Mehmet Cemal Çiftcigüzeli
“Tut Elimi Kilize” kitabının devamı olan bu hatırat ve roman 1960 darbesi öncesi dönem den başlayarak 1960 ve 1970’li yılların Kilis ve İstanbul’da toplum yaşamı, öğrenci hareketleri, sağ muhafazakâr çevrenin mücadelesi, siyasi sorunlar, siyasi hayat, gazetecilik ve basın hayatına dair ayrıntılı bilgiler veriyor. Şahsen o zamanları yaşamamış birisi olarak çok bilgiler edindim.
Öncelikle yazarımızın dili çok güzel, roman akıcı ve sıkmıyor. İlk kitapta “Badeli Nahsen” isimli kabadayı ve halk kahramanının hayat hikayesi, ikinci yani bu kitapta “Kilisli Antep Canavarı Abdullah” adıyla maruf kabadayı, halk kahramanı ve efsanenin hayatı ile bu anı roman sıkılmadan okunabilir hale gelmiş.
Romanda temelde üç ana karakter var. Gazeteci Nevin karakteri ile Antep Canavarı’nın hayat hikayesini ve Kilis’teki sosyal yaşamı anlatılmış. İkinci olarak, Fikret Öğretmen ile İstanbul ve kısmen Kilis’teki öğrenci ve okullardaki siyasi hareketler ve tartışmalar anlatılmış. Hatırat roman kısmında yazar kendi ağzından o dönemin neredeyse milliyetçi muhafazakâr kesimin siyasi önderleri ve basın yayın hayatında etkili kişilerin yaşamı ve mücadeleleri ile ilgili hatıraları okuyoruz.
Antep Canavarı mert, yiğit, aileye düşkün, gururlu ve kendini toplum ve ailesi için feda eden bir karakter görüyoruz. Suç, suçluluk ve suça itilmişlik arasındaki iç içe geçmişlik görülüyor. Bir kere suça bulaşınca ondan sonra hayatının ve sosyal çevrenin değişmesi, intikam veya kan davası gibi nedenlerle suçun süreklilik kazanması anlatılmış.
Öğretmen Fikret ise idealist, öğrenmeye açık, açık fikirli ve ahlaklı bir öğretmen ve hukuk fakültesi öğrencisi olarak zamanın hem sol hem sağ siyasal hareketlerini anlamaya çalışan, dışarıdan bakış açısı ile bize gösteren birisi.

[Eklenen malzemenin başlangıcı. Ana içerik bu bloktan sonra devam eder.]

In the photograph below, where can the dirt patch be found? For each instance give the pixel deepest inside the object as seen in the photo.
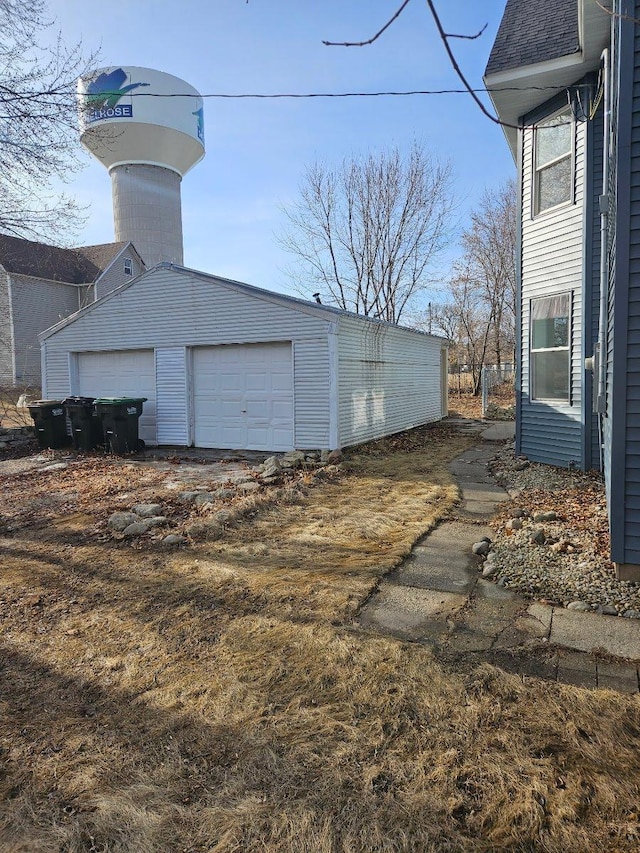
(215, 697)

Hatırat roman kısmında ise yazarın öğrencilik yılları, idealist, bir siyasi harekete kendini adamış gazeteci ve fikir adamının siyasi ve basın yayın hayatında karşılaştığı zorluklar, ihanetler, dayanışmalar ve pişmanlıkları görüyoruz. Türkiye’de çok nadir görülen otokritik ve hatırat eseri yazdığı için yazarımızı tebrik ediyorum.
Ben hatırat, anı ve röportaj okumayı çok severim. O dönemi yaşamış abilerimizin bunun gibi roman, hatırat yazmalarını bekliyorum.
Son olarak Mehmet Cemal abimizin romanda Ankara’da sevgili ile buluşması ve duygularını anlattığı bölüm muhteşemdi. Genç abimizden yeni romanlar bekliyorum. Kanımca gazetecilik yerine senaryo ve roman yazsaymış. Çok başarılı olabilirmiş. Selem edip ellerinden öpüyorum!